Vor dem Bohlenständerhaus steht der Dampfwaschherd «Weltwunder» der Marke Zug, einer Waschmaschine der 20er-Jahre des letzten Jahrhunderts. Mit einer langen Kelle rührt Waschfrau Brighit Stahel die Wäsche im dampfenden Wasserhafen oberhalb des Feuerofens, bevor sie sie mit einer Holzzange zum Spülen in eine schwere Metallgelte gibt.

Zweimal im Jahr

Nachher gilt es die schweren Leinentücher und währschaften Gewänder von Hand auszuwringen und sorgfältig sortiert an der Wäscheleine zum Trocknen aufzuhängen. «Damit es schön und ordentlich aussieht für die Nachbarn», erklärt die Waschfrau, die trotz glühender Hitze adrett in Tracht gekleidet ihre Arbeit macht. Gewaschen wurde früher aber nur zweimal im Jahr, im Frühling und im Herbst.
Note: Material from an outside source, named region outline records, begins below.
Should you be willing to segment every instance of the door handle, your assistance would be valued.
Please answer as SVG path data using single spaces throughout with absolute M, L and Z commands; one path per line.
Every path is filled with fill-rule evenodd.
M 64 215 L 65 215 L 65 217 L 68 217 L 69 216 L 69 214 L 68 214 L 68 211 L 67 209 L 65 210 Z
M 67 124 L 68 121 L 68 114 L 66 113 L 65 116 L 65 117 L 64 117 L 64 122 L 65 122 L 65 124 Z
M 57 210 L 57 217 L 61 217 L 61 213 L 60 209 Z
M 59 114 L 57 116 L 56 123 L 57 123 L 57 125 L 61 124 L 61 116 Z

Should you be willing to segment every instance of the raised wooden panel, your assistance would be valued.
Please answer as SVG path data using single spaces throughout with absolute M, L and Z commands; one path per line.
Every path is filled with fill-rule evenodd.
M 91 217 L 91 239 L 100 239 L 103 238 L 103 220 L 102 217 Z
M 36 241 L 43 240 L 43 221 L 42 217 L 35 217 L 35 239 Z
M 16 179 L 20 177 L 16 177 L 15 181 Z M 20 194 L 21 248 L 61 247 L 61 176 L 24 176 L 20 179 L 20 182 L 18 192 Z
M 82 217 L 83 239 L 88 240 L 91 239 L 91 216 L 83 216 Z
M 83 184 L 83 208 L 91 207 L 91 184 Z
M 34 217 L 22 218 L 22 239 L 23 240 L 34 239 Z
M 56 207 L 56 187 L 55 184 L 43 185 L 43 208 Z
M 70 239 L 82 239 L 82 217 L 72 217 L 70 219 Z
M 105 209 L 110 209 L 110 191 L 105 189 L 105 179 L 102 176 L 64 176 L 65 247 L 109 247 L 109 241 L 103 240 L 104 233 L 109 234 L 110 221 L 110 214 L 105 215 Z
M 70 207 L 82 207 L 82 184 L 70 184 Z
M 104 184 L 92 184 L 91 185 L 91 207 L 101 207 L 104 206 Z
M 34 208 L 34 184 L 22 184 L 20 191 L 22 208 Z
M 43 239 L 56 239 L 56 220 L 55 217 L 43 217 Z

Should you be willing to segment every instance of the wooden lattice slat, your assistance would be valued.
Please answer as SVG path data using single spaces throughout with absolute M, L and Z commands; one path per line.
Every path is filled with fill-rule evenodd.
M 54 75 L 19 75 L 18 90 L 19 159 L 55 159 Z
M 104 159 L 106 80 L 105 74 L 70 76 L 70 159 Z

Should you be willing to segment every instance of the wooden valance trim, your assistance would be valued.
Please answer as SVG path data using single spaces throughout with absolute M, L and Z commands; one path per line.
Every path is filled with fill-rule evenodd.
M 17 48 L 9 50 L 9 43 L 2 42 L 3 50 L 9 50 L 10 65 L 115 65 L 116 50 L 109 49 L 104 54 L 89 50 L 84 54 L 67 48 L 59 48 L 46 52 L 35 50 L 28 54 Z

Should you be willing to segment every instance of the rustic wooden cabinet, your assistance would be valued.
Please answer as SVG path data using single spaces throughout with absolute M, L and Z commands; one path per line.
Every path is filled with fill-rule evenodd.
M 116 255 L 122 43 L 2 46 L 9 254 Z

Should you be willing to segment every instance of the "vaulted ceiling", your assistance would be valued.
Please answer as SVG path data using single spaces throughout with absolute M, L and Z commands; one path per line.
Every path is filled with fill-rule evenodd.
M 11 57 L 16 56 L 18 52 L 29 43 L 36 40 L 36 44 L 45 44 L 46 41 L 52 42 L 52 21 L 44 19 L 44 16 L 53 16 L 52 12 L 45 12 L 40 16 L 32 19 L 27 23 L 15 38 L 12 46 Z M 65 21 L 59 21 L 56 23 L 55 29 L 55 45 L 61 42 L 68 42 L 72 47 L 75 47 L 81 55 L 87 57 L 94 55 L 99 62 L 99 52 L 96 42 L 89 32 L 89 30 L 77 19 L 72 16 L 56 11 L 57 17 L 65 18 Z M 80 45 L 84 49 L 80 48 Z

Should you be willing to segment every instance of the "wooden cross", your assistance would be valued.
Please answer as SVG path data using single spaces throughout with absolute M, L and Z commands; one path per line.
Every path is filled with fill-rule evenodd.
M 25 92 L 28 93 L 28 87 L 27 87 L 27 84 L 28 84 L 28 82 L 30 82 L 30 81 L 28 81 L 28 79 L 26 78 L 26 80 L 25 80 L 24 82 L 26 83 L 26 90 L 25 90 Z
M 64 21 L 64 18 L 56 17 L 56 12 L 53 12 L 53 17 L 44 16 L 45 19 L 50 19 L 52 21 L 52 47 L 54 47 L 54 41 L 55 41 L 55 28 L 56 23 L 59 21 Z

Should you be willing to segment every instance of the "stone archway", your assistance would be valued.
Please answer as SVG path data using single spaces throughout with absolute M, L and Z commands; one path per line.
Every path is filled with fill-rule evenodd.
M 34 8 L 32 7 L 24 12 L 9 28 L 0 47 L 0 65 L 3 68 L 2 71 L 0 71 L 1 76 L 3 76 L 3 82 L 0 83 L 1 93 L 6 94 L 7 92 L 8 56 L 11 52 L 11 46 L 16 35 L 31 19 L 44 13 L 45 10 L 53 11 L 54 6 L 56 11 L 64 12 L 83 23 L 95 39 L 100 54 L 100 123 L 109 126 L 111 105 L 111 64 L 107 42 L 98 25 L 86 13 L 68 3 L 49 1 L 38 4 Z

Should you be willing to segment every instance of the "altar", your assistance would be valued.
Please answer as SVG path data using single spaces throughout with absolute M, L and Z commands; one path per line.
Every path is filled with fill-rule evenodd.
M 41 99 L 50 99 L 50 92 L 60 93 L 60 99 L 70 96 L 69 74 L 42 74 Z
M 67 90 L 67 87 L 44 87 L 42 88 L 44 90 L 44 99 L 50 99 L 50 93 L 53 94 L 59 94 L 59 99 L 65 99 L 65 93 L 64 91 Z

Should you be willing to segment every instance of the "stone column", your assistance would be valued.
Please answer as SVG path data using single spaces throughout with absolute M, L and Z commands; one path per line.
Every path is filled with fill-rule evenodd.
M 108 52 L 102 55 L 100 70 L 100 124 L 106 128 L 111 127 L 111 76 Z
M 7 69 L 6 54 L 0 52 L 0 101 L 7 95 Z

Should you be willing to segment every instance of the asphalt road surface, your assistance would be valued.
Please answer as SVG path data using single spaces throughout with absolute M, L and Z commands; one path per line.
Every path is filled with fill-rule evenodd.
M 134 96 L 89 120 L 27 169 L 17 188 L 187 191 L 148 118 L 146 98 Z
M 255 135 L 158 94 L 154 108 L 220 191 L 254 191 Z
Die Kleidung und Bettwäsche sei getragen worden bis es vor Schmutz nicht mehr ging. Dann sei sie nochmals gedreht und gewendet und auf der anderen Seite nochmals benutzt worden, bevor sie in der Winde auf einer langen Holzbank ausgelüftet und bis zum Waschtag aufbewahrt wurde, erklärt Brighit Stahel und definiert damit auch das Sprichwort «Auf die lange Bank schieben». «Für die Kirche hat man einfach die Manschetten und den Kragen ausgetauscht und so die Kleidung wieder etwas aufgepeppt.»
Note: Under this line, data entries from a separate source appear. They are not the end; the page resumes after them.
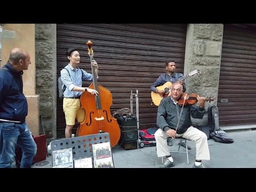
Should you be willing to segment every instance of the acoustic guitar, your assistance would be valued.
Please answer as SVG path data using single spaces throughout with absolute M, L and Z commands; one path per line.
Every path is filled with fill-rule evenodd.
M 183 77 L 180 80 L 183 82 L 188 77 L 193 76 L 199 74 L 200 70 L 196 69 L 189 73 L 187 75 Z M 161 102 L 161 100 L 163 99 L 163 98 L 166 98 L 170 94 L 170 90 L 172 87 L 172 83 L 171 83 L 170 82 L 167 82 L 165 83 L 164 85 L 159 86 L 156 87 L 158 90 L 164 90 L 164 94 L 163 95 L 161 95 L 159 93 L 155 93 L 153 91 L 151 92 L 151 98 L 152 98 L 152 101 L 153 101 L 154 104 L 155 104 L 157 106 L 159 106 L 159 105 L 160 104 L 160 102 Z

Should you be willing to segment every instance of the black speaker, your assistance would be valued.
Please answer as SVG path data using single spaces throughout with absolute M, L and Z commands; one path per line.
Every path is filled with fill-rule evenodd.
M 136 117 L 117 117 L 117 123 L 121 131 L 121 142 L 132 141 L 139 139 Z
M 121 130 L 121 140 L 123 142 L 132 141 L 139 139 L 138 130 L 130 131 Z
M 134 116 L 127 117 L 126 116 L 117 117 L 117 123 L 120 129 L 123 131 L 137 127 L 137 118 Z
M 125 150 L 136 149 L 137 146 L 137 141 L 123 142 L 121 144 L 121 147 Z

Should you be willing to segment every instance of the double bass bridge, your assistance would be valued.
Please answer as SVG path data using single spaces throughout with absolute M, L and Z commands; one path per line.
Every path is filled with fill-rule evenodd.
M 104 120 L 104 117 L 95 117 L 94 119 L 96 120 L 96 121 L 102 121 L 102 120 Z

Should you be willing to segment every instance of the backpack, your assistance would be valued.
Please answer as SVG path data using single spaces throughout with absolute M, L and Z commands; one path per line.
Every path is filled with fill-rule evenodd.
M 215 141 L 225 143 L 231 143 L 234 142 L 234 139 L 229 135 L 220 129 L 219 110 L 215 106 L 211 106 L 208 108 L 208 125 L 210 138 Z
M 67 70 L 67 71 L 68 73 L 68 75 L 69 75 L 69 77 L 70 76 L 70 74 L 69 74 L 69 71 L 67 69 L 64 67 L 64 69 Z M 82 76 L 83 77 L 83 76 Z M 64 93 L 64 91 L 65 91 L 66 89 L 67 88 L 67 86 L 65 85 L 63 85 L 63 82 L 61 80 L 61 77 L 59 77 L 58 78 L 58 85 L 59 86 L 59 97 L 60 99 L 63 99 L 63 93 Z M 62 87 L 62 85 L 63 87 Z
M 210 133 L 220 130 L 219 124 L 219 109 L 215 106 L 212 106 L 208 108 L 208 124 Z

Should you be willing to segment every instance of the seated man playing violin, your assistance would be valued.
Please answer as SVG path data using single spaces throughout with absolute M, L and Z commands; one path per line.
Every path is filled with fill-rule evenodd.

Hier war es stets Frauensache

Die Arbeit der Wäschefrauen war körperlich sehr beschwerlich. Während in östlichen Ländern wie zum Beispiel Indien das Waschen den Männern überlassen wurde, war es hier stets Frauensache.

Die rüstigen Waschfrauen kamen zur Stör in die Häuser oder holten die Wäsche bei den Leuten ab, um sie am Dorfbrunnen oder am See zu waschen. So erfuhren sie immer die neusten Klatschgeschichten, welche sie dann brühwarm weitergaben. Die Waschweiber seien der «Blick» von damals gewesen, sagt Brighit Stahel. «Sie wussten zum Beispiel immer zuerst, welche Ledige schwanger war und am besten noch von wem.»